Люда училась тогда в четвертом классе. Поначалу казалось: не пережить такое. Пережили. Может странным показаться, но в этом им помогали новые тревоги и беды. Сильно болела престарелая мать Татьяны Ивановны, чуть не каждый день — «скорая», врачи, уколы. А потом — несчастье с Людой. В седьмом классе, в первый же школьный день, ей повредили глаз. Месяц в больнице, месяц ожиданий и страха. И эта беда отступила, врачи наконец выписали ее домой, разрешили ходить в школу.
Три года не давала о себе знать болезнь. Успокоились, стали забывать — и на тебе — опять вспышка. Почти всю весну Люда пролежала в московской глазной клинике.
И еще пробежали три года. Выросла Люда, исчезла в ней угловатость подростка. Иной раз смотрит Татьяна Ивановна на дочь, и любуется, и радуется. Совсем взрослая стала, самостоятельная, уже зарабатывает. Наверное, и свое гнездо скоро начнет вить… И к радости примешивается тревога: кого встретит и полюбит? Найдет ли счастье?..
Снова прислушалась Татьяна Ивановна — в ванной тихо. «Одевается? Когда же к себе прошла? Я и не слышала. Может, обиделась? А я-то в самом деле хороша! «В стоимостном выражении…» Татьяна Ивановна отрезала от лимона широкое колесико и положила в стакан дочери. Себе отрезать не стала. Обойдется — лимон с базара, кусучий.
— Доча! — открыв дверь в комнату, позвала она.
Люда, в сиреневой кофточке, сидела перед зеркалом и, глядя на себя сбоку, расчесывала длинные светлые волосы. Цветом волос удалась в отца. В детстве часто говорили: «Папина дочка, не спутаешь».
— Людочка, чай тебе приготовила. — И, боясь, что дочь может высказать свою обиду, Татьяна Ивановна добавила виновато: — Не сердись. Ну что с меня возьмешь — старая глупая языкатая баба.

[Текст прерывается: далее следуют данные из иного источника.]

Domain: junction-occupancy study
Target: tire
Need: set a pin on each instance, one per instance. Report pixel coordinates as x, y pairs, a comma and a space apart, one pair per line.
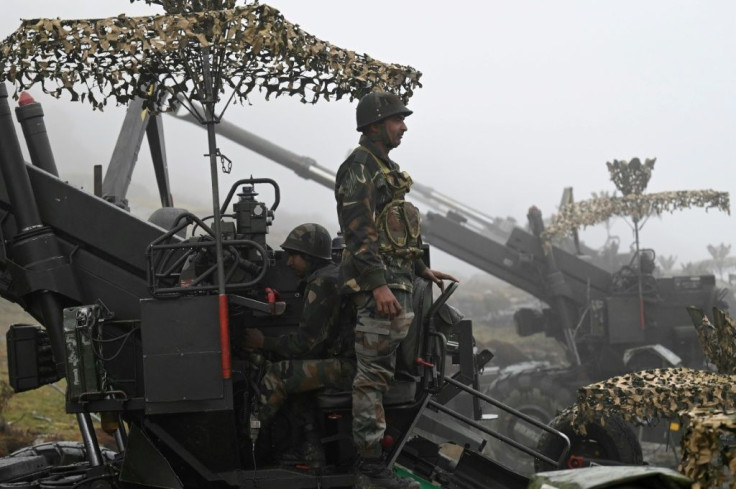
534, 395
611, 443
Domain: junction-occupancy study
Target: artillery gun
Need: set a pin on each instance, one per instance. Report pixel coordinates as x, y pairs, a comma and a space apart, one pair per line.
607, 324
129, 312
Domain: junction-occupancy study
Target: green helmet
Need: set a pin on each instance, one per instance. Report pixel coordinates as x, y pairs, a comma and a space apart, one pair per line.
310, 239
376, 106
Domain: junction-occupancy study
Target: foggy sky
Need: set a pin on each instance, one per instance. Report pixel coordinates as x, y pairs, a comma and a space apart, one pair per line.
520, 100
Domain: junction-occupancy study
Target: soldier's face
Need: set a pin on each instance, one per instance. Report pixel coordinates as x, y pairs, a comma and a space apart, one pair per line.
395, 128
298, 264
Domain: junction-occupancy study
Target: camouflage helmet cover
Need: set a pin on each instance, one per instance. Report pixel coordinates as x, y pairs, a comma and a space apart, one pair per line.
310, 239
377, 106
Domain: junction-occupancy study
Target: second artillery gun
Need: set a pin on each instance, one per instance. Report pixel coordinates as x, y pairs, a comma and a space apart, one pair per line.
609, 321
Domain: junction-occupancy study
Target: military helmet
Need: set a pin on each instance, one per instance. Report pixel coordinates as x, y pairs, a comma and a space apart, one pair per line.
376, 106
310, 239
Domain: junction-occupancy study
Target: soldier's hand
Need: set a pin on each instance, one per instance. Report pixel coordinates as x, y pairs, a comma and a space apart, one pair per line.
386, 302
437, 277
253, 339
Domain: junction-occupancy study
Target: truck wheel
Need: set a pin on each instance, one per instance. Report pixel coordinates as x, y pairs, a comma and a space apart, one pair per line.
611, 443
533, 397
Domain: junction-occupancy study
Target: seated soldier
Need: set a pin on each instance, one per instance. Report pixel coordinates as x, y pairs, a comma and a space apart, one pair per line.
320, 352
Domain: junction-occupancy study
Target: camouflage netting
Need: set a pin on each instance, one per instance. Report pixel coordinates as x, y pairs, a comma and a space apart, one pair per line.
589, 212
247, 47
709, 448
656, 393
717, 338
705, 400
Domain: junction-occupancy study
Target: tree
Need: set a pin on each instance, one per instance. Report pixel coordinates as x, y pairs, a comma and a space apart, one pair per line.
720, 260
667, 263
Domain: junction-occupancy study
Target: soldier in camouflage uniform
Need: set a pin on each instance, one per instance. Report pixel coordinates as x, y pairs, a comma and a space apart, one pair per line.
320, 352
381, 258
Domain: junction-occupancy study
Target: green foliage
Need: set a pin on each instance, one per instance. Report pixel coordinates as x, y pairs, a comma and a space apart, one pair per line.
193, 50
631, 177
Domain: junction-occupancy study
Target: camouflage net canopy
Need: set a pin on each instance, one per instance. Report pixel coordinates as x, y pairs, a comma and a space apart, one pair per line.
709, 448
705, 400
161, 57
657, 393
631, 179
589, 212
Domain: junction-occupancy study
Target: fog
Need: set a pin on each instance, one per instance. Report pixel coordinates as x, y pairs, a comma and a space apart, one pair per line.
519, 101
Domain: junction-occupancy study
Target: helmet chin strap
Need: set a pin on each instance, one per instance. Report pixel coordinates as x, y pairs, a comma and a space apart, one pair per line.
382, 137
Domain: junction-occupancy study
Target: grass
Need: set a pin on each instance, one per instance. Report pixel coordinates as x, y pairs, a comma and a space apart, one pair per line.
39, 415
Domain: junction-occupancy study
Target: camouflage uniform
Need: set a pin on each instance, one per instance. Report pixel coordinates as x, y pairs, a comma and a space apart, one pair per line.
321, 349
383, 247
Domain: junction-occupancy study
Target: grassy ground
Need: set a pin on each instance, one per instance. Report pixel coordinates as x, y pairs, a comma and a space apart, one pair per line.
32, 416
39, 415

Зеркало показало: в уголках сомкнутых губ дочери обозначилась улыбка. Но сразу перейти на обычный тон Люда была еще не в силах.

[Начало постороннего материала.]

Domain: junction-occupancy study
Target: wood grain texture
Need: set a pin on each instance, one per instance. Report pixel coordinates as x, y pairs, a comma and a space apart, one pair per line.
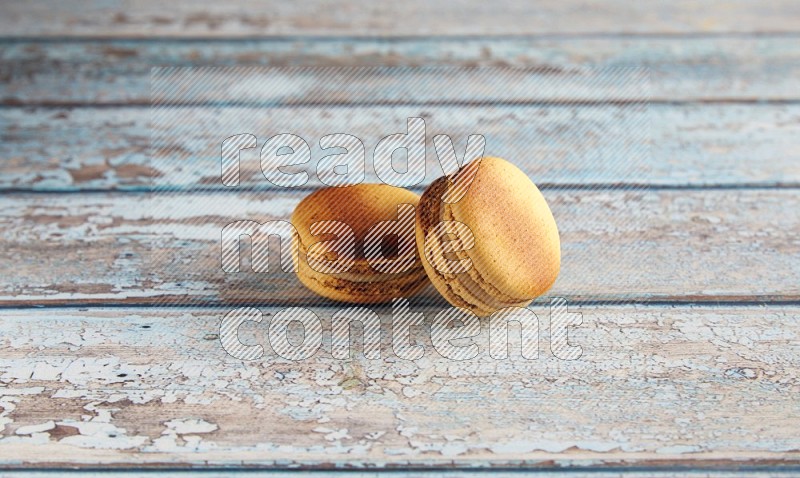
248, 18
648, 472
665, 145
663, 245
701, 387
738, 68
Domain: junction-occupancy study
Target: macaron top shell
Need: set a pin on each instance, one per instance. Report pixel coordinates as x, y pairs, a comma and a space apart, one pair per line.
517, 247
360, 206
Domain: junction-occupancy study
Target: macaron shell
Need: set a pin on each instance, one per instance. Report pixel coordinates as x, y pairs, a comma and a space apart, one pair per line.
366, 291
517, 248
360, 207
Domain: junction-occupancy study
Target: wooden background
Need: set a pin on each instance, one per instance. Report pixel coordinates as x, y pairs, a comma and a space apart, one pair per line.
691, 356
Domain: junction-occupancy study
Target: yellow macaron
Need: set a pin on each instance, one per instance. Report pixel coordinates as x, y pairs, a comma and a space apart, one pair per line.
516, 253
382, 263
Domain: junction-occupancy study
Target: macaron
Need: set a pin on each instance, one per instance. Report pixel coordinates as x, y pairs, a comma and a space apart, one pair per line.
495, 247
357, 243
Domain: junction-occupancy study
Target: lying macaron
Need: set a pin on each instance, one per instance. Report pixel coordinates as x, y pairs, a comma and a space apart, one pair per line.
497, 246
357, 243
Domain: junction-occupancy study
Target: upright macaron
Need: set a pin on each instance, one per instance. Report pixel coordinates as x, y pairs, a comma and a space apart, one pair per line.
516, 254
378, 262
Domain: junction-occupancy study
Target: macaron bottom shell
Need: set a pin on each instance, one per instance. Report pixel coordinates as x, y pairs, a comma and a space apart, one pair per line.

— Пожалуй, все же напрасно я пригласила Виталия.
— Да почему же, как раз очень хорошо.
— Недавно болгарскую кинокомедию видела — «Любовь с препятствиями». Студенты. Расписались. А родителям — ни слова. Потом смешные ситуации возникли…
— Так разве хорошо это, по-людски?
— Зато современно.
— Не пойму: ты всерьез так думаешь?
Люда увидела в зеркало — мать совсем запечалилась и, правда, выглядела уже далеко не молодой. Не выдержала, порывисто обернулась.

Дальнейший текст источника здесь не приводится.